We remain puzzled that the DoEvents will work but then suddenly stop
responding.

Well I hope you take some of the very good advice you have been given so
far, but I must admit I do agree with your statement here. Hangs like this
can be caused by deadlocks though you haven't shown enough code to tell us
much there. I also wonder if your thread code might be poking its nose into
UI components in a non thread safe way?

Cheers
Doug Forster
 
Doug said:
Hi,


Well I hope you take some of the very good advice you have been given
so far, but I must admit I do agree with your statement here. Hangs
like this can be caused by deadlocks though you haven't shown enough
code to tell us much there. I also wonder if your thread code might
be poking its nose into UI components in a non thread safe way?

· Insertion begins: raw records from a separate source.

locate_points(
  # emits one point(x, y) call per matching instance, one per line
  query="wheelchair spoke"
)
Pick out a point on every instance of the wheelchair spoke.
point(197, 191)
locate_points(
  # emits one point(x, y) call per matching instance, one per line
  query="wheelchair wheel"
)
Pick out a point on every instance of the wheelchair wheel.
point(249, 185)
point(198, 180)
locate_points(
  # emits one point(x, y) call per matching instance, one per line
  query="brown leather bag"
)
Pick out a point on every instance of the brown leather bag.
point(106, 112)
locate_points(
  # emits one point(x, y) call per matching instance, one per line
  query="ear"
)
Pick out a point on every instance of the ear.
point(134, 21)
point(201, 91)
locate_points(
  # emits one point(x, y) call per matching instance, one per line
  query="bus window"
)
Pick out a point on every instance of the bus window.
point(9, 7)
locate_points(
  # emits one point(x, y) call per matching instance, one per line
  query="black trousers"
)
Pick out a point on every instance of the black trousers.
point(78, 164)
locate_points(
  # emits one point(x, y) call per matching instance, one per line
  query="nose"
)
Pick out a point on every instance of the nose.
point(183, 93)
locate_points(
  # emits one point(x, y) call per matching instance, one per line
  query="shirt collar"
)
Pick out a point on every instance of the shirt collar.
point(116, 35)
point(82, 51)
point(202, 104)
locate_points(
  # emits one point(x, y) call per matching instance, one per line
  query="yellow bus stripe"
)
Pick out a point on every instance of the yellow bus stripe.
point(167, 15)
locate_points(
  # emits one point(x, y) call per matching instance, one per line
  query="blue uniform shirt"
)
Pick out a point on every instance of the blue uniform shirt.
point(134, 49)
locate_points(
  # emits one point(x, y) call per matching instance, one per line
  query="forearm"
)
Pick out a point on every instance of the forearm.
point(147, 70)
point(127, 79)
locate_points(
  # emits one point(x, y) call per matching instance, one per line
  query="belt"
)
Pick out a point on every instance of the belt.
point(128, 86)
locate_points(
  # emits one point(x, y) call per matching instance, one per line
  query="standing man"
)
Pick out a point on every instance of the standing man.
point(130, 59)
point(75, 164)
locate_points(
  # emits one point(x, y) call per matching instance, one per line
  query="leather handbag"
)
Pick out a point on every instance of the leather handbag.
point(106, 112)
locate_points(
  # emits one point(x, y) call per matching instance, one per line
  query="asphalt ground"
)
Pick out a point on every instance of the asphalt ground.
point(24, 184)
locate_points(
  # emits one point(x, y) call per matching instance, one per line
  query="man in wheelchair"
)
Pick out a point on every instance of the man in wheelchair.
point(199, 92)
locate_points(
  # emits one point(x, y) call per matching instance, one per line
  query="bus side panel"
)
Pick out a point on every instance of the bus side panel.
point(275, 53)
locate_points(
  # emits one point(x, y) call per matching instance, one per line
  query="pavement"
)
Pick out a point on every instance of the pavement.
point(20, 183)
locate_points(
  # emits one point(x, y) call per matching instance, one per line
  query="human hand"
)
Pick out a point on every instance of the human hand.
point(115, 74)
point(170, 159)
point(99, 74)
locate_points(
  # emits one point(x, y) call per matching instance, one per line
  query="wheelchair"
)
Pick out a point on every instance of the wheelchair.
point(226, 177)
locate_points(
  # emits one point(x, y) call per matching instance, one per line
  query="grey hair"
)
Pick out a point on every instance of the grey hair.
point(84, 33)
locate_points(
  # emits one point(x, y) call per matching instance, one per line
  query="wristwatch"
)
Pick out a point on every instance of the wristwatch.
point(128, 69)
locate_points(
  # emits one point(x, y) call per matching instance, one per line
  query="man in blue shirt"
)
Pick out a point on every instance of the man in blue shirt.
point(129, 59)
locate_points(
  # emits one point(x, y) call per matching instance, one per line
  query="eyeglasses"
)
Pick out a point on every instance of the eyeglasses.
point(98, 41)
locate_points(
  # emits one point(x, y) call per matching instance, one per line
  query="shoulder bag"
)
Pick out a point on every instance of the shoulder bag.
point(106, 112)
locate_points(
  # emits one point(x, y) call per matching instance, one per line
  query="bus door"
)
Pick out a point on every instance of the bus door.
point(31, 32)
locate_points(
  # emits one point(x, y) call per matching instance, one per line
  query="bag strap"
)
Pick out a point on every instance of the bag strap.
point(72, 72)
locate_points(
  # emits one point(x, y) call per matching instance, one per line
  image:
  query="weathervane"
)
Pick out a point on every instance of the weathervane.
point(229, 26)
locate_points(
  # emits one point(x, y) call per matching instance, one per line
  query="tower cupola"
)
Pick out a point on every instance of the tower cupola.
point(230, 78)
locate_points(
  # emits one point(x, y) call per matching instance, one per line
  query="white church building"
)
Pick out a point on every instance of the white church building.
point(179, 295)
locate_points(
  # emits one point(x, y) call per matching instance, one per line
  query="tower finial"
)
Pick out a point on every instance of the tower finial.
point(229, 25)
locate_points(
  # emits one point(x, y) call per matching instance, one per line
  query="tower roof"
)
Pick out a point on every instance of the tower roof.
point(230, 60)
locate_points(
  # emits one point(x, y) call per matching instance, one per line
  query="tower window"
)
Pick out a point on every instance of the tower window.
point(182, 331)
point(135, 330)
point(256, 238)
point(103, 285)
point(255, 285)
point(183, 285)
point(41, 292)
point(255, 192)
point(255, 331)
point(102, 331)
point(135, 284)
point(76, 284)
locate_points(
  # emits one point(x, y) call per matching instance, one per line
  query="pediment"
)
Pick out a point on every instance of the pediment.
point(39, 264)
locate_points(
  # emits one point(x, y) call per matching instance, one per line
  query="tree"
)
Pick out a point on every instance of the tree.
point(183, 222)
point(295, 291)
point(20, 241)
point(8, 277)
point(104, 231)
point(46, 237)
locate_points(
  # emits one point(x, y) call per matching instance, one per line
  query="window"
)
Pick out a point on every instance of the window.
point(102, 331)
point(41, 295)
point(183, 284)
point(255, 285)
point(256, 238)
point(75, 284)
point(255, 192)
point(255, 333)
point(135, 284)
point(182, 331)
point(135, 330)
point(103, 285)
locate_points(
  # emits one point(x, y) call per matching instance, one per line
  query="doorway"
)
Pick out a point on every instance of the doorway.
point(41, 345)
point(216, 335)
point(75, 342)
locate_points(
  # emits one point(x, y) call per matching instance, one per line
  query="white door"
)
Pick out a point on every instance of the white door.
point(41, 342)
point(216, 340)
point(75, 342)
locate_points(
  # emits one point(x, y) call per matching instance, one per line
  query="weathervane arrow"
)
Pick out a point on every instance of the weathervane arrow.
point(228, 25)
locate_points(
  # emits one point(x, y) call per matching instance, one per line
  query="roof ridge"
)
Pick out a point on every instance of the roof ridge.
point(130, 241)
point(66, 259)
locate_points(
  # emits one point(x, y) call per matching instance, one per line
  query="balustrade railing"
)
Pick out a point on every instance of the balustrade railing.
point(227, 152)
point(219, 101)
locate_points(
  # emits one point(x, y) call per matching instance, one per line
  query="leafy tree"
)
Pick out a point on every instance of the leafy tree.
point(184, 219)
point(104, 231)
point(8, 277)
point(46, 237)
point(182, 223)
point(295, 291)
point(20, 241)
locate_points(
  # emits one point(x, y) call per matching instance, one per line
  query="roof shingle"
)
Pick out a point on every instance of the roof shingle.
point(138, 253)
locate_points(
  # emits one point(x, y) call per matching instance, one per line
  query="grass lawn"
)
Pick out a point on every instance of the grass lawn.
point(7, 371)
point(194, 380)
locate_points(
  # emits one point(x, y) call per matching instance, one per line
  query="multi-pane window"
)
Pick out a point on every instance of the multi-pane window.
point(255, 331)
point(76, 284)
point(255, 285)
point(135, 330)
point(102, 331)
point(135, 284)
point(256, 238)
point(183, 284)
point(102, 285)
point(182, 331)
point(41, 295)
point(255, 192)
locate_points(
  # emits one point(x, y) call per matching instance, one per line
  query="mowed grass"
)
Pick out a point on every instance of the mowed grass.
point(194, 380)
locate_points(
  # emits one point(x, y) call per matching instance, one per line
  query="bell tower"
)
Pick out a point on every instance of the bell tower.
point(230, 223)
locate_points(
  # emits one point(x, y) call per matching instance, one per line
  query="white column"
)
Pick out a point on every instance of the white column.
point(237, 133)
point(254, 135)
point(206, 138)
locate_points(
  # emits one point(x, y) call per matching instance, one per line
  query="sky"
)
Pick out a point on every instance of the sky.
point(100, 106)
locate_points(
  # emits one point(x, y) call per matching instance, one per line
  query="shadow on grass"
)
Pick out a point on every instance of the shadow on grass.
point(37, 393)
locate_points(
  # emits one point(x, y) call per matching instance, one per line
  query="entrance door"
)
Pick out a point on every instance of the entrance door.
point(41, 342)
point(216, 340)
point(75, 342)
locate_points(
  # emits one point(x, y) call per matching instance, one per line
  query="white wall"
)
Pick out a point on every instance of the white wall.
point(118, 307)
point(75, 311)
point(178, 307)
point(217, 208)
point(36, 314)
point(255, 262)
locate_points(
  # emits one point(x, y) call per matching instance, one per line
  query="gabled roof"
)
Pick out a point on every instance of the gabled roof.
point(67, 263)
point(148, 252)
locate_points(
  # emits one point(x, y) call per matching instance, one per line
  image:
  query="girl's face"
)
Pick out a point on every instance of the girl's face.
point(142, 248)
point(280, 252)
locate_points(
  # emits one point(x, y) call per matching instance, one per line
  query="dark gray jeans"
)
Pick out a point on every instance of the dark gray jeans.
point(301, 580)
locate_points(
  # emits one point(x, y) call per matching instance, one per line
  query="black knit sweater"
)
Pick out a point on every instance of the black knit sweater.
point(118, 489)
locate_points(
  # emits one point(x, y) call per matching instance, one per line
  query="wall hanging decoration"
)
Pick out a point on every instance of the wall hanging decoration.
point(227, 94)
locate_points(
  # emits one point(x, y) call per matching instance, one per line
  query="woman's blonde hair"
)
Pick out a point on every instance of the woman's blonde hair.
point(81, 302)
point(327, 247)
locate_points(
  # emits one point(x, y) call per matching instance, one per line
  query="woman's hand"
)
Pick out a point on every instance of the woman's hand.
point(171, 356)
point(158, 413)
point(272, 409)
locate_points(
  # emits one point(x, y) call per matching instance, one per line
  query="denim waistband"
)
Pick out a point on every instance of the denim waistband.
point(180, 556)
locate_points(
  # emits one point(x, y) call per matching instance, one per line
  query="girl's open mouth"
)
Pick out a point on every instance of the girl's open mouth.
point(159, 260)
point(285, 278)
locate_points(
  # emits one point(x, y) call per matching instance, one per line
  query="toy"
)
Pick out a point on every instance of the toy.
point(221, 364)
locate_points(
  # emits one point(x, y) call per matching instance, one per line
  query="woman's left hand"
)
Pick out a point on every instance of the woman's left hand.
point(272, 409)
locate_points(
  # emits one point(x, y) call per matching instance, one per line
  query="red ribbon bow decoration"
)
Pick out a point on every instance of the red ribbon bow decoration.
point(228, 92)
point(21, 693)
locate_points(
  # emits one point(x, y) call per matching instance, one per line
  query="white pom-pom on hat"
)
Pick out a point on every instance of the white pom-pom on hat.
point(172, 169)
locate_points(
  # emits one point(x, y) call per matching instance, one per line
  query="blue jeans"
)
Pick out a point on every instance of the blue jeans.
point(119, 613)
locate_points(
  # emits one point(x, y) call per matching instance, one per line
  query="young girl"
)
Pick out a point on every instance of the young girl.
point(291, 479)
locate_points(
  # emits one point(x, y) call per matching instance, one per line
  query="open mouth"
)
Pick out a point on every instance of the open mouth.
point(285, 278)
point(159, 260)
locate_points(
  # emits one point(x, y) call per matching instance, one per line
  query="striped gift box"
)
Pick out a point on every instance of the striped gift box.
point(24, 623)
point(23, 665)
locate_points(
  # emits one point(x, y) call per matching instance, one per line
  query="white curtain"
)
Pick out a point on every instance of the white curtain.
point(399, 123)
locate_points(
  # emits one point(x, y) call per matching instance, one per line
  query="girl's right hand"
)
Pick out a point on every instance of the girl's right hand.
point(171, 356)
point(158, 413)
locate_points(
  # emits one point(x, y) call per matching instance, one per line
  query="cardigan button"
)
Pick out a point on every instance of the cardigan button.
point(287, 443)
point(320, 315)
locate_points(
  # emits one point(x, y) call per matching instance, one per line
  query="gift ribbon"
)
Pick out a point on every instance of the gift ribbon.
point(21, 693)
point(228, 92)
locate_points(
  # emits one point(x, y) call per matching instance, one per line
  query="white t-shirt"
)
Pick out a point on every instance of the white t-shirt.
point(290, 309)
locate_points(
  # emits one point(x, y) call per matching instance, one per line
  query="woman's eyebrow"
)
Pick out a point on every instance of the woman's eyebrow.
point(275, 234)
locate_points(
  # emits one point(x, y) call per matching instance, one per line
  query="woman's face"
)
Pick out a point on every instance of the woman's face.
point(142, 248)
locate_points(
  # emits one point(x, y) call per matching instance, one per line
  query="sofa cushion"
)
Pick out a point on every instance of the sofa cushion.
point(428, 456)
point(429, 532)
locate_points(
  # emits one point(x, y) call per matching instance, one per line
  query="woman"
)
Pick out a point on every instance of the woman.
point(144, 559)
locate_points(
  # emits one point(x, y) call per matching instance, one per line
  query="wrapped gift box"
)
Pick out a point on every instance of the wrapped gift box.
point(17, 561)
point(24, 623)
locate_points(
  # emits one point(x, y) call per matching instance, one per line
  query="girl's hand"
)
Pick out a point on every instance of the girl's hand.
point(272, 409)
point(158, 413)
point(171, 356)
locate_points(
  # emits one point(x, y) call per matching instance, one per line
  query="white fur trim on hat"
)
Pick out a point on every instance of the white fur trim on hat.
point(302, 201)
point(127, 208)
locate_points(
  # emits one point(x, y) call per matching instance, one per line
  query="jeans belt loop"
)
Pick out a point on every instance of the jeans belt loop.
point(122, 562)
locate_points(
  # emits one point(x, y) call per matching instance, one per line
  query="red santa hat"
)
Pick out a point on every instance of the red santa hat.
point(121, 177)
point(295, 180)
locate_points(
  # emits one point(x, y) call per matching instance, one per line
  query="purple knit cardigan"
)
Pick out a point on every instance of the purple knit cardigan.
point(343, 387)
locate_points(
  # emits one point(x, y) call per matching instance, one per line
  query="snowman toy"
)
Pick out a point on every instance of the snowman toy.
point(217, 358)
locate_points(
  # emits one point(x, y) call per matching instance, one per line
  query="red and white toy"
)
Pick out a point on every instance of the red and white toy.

....which is to say, in any way at all.

My first thought on reading the initial post in this thread was that the
background thread is trying to update the UI without going through
Control.{Begin}Invoke - that's a sure recipe for UI hangs like this. But
since he's apparaently using .NET 2.0, I doubt that's the case, since the
2.0 Winforms classes will throw an exception if you touch them from the
wrong thread.

I agree completely with the other advice in this thread: get rid of the
sleep/doEvents loop and put up a modal form, or just disable the main form
until a callback (or event) from the worker thread indicates that it's time
to move on to the next step.

-cd
 
All helpful thoughts and suggestions (not the snarky ones about "Do
people really still use DoEvents() (is it even valid in C#?).") are
appreciated.

That may have been snarky but it was absolutely correct.
Do not use DoEvents, ever! There is never a good reason to have the
operating system perform unpredictable reentrant calls on the current
GUI thread -- because that's exactly what DoEvents does.